Nicolas Cage wyraził silny sprzeciw wobec wykorzystania sztucznej inteligencji w zmienianiu występów aktorów, oznaczając je jako ścieżkę prowadzącą do „ślepy zaułek”. Podczas przemówienia do akceptacji nagrody Best Actor Award na Saturn Awards za jego rolę w *scenariuszu Dream *Cage wyraził swoje obawy dotyczące wkraczającego wpływu sztucznej inteligencji w sztuce twórczej. W szczególności podkreślił znaczenie ludzkiej autentyczności w sztuce, stwierdzając: „Roboty nie mogą odzwierciedlać dla nas ludzkiej kondycji”.
Cage przypisał dyrektora Kristoffer Borgli za jego wieloaspektowy wkład w *scenariusz Dream *, ale przeszedł na szerszy problem: „Dzieje się to teraz wokół nas wszystkich: nowy świat AI. Jestem wielkim wierzącym w pozwalanie Robotom marzyć o nas”. Ostrzegł, że umożliwienie AI na manipulowanie występami, a nawet minimalnie, doprowadziłoby do utraty integralności artystycznej, a interesy finansowe przepełniają prawdę i czystość sztuki.

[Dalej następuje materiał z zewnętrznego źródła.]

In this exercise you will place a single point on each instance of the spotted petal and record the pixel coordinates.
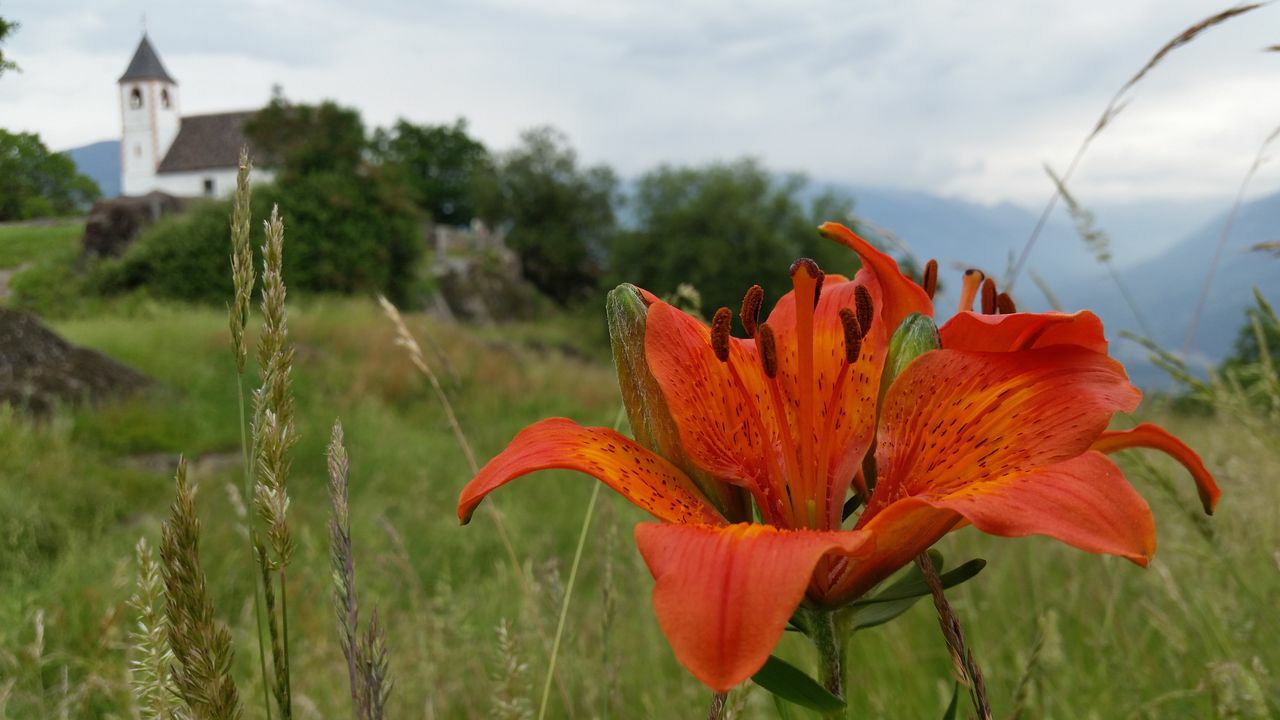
(645, 479)
(723, 595)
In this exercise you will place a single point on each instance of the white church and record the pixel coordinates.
(160, 150)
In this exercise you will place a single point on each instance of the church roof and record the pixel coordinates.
(146, 64)
(205, 142)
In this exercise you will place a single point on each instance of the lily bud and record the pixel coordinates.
(915, 336)
(652, 423)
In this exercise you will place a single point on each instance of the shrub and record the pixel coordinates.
(350, 235)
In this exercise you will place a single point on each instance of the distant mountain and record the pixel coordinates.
(1168, 287)
(101, 162)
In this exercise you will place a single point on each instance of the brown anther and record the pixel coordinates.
(988, 296)
(865, 309)
(768, 349)
(750, 314)
(853, 335)
(814, 272)
(929, 282)
(721, 324)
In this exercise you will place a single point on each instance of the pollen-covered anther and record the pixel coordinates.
(750, 313)
(973, 278)
(768, 349)
(865, 309)
(988, 296)
(929, 282)
(814, 272)
(721, 326)
(853, 335)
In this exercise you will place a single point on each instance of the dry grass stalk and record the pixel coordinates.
(1098, 244)
(273, 437)
(201, 646)
(366, 655)
(961, 657)
(405, 338)
(1221, 238)
(150, 674)
(242, 261)
(1118, 103)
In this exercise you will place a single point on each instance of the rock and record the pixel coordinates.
(114, 223)
(39, 369)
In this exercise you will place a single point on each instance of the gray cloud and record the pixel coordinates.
(946, 96)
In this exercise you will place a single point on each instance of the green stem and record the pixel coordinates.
(248, 520)
(720, 706)
(831, 660)
(568, 593)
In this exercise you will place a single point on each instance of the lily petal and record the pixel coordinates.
(1023, 331)
(1086, 502)
(853, 414)
(1157, 438)
(900, 295)
(723, 595)
(955, 419)
(645, 479)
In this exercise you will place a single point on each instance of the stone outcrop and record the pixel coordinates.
(40, 370)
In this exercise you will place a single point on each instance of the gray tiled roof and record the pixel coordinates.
(146, 64)
(206, 141)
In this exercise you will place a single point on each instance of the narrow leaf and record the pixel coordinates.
(792, 684)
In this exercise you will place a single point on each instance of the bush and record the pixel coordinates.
(343, 233)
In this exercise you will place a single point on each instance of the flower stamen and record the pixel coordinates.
(973, 278)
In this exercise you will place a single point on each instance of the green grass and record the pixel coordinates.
(1184, 638)
(30, 244)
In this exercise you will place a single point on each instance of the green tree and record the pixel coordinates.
(7, 28)
(39, 183)
(558, 215)
(300, 140)
(722, 228)
(440, 165)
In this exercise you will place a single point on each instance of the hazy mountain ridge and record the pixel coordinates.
(961, 233)
(100, 162)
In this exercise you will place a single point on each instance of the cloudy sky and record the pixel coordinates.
(951, 96)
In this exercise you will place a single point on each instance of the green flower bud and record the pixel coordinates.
(647, 408)
(915, 336)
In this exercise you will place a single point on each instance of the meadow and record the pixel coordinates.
(1059, 633)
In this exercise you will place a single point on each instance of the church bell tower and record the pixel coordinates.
(149, 118)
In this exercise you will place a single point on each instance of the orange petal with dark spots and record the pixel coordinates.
(958, 419)
(1086, 502)
(1159, 438)
(900, 295)
(645, 479)
(720, 427)
(723, 595)
(1023, 331)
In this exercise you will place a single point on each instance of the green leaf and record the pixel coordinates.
(792, 684)
(903, 593)
(954, 709)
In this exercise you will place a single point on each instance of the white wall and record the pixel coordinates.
(146, 132)
(192, 183)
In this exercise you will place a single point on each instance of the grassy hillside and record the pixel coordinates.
(1191, 637)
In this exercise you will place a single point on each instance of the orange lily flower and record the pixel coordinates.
(1004, 428)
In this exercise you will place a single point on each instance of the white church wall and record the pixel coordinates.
(150, 121)
(215, 182)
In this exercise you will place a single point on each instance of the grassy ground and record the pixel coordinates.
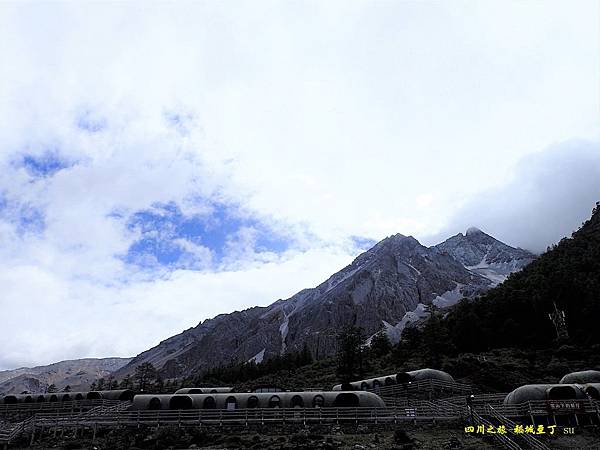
(426, 437)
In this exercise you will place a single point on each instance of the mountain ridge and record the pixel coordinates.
(76, 373)
(380, 289)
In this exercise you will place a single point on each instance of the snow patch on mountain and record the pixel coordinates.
(449, 298)
(394, 332)
(258, 357)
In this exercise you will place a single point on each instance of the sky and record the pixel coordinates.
(162, 163)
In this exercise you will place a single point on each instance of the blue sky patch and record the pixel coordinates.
(171, 239)
(90, 123)
(25, 218)
(44, 165)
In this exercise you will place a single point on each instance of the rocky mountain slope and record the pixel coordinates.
(383, 288)
(78, 374)
(481, 253)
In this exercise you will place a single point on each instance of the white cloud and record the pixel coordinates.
(322, 121)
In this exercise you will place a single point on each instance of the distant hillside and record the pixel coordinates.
(516, 312)
(78, 374)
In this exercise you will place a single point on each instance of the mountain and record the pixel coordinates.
(78, 373)
(384, 288)
(516, 313)
(481, 253)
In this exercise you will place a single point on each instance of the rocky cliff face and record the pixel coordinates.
(78, 374)
(481, 253)
(384, 288)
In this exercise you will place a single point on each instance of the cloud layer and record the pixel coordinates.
(168, 162)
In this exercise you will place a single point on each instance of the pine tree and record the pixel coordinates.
(145, 374)
(350, 353)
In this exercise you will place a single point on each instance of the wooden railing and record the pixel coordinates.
(503, 420)
(45, 406)
(502, 439)
(430, 385)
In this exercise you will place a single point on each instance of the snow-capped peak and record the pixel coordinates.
(473, 230)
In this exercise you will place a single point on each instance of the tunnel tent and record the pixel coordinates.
(423, 374)
(231, 403)
(592, 390)
(205, 390)
(10, 399)
(275, 401)
(118, 394)
(318, 401)
(209, 403)
(181, 402)
(297, 401)
(252, 402)
(346, 400)
(532, 392)
(582, 377)
(315, 399)
(154, 403)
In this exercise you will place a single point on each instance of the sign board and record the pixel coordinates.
(565, 406)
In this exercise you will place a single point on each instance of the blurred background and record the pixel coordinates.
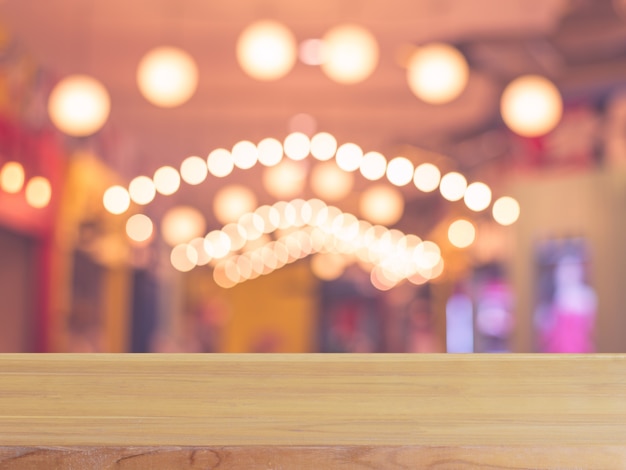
(335, 176)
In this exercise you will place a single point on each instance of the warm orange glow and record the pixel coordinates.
(220, 163)
(139, 228)
(266, 50)
(427, 177)
(506, 210)
(400, 171)
(79, 105)
(116, 200)
(142, 190)
(531, 106)
(477, 196)
(193, 170)
(373, 166)
(167, 76)
(349, 54)
(349, 157)
(437, 73)
(166, 180)
(452, 186)
(38, 192)
(270, 152)
(12, 177)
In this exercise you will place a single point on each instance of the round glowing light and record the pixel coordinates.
(461, 233)
(193, 170)
(139, 228)
(220, 163)
(506, 210)
(437, 73)
(266, 50)
(349, 157)
(311, 52)
(400, 171)
(323, 146)
(373, 166)
(426, 177)
(231, 202)
(142, 190)
(284, 180)
(166, 180)
(12, 177)
(452, 186)
(531, 106)
(167, 76)
(181, 224)
(217, 244)
(245, 154)
(328, 266)
(270, 152)
(330, 182)
(38, 192)
(297, 146)
(79, 105)
(477, 196)
(381, 204)
(116, 200)
(349, 53)
(182, 258)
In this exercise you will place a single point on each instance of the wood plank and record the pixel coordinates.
(313, 458)
(390, 401)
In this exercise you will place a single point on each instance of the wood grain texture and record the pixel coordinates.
(312, 458)
(369, 401)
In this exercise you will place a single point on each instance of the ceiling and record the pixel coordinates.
(581, 45)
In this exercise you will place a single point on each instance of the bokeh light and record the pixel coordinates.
(38, 192)
(427, 177)
(323, 146)
(116, 199)
(270, 152)
(12, 177)
(349, 53)
(139, 228)
(506, 210)
(266, 50)
(297, 146)
(349, 157)
(437, 73)
(531, 106)
(220, 163)
(167, 76)
(244, 154)
(142, 190)
(373, 166)
(193, 170)
(166, 180)
(477, 196)
(79, 105)
(400, 171)
(452, 186)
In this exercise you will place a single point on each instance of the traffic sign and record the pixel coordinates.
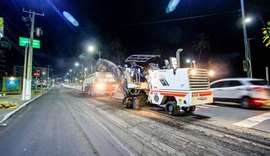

Cage podkreślił istotną rolę ART w odzwierciedlaniu ludzkiej kondycji, jak jego zdaniem roboty nie są w stanie skutecznie osiągnąć.
Postawa Cage'a jest częścią rosnącego sentymentu wśród aktorów i aktorów głosowych przeciwko użyciu sztucznej inteligencji, szczególnie w branży aktorskiej głosowej. Godne uwagi liczby, takie jak Ned Luke z * Grand Theft Auto 5 * i Doug Cockle z * Wiedźmera * również skrytykowały wpływ AI na ich zawód, powołując się na utratę dochodów z powodu replik głosowych generowanych przez AI. Tymczasem filmowcy mają mieszane poglądy na temat roli AI w branży. Podczas gdy Tim Burton uważa sztukę generowaną przez AI „bardzo niepokojącej”, Zack Snyder opowiada się za obejmowaniem AI, a nie przeciwstawiania się temu.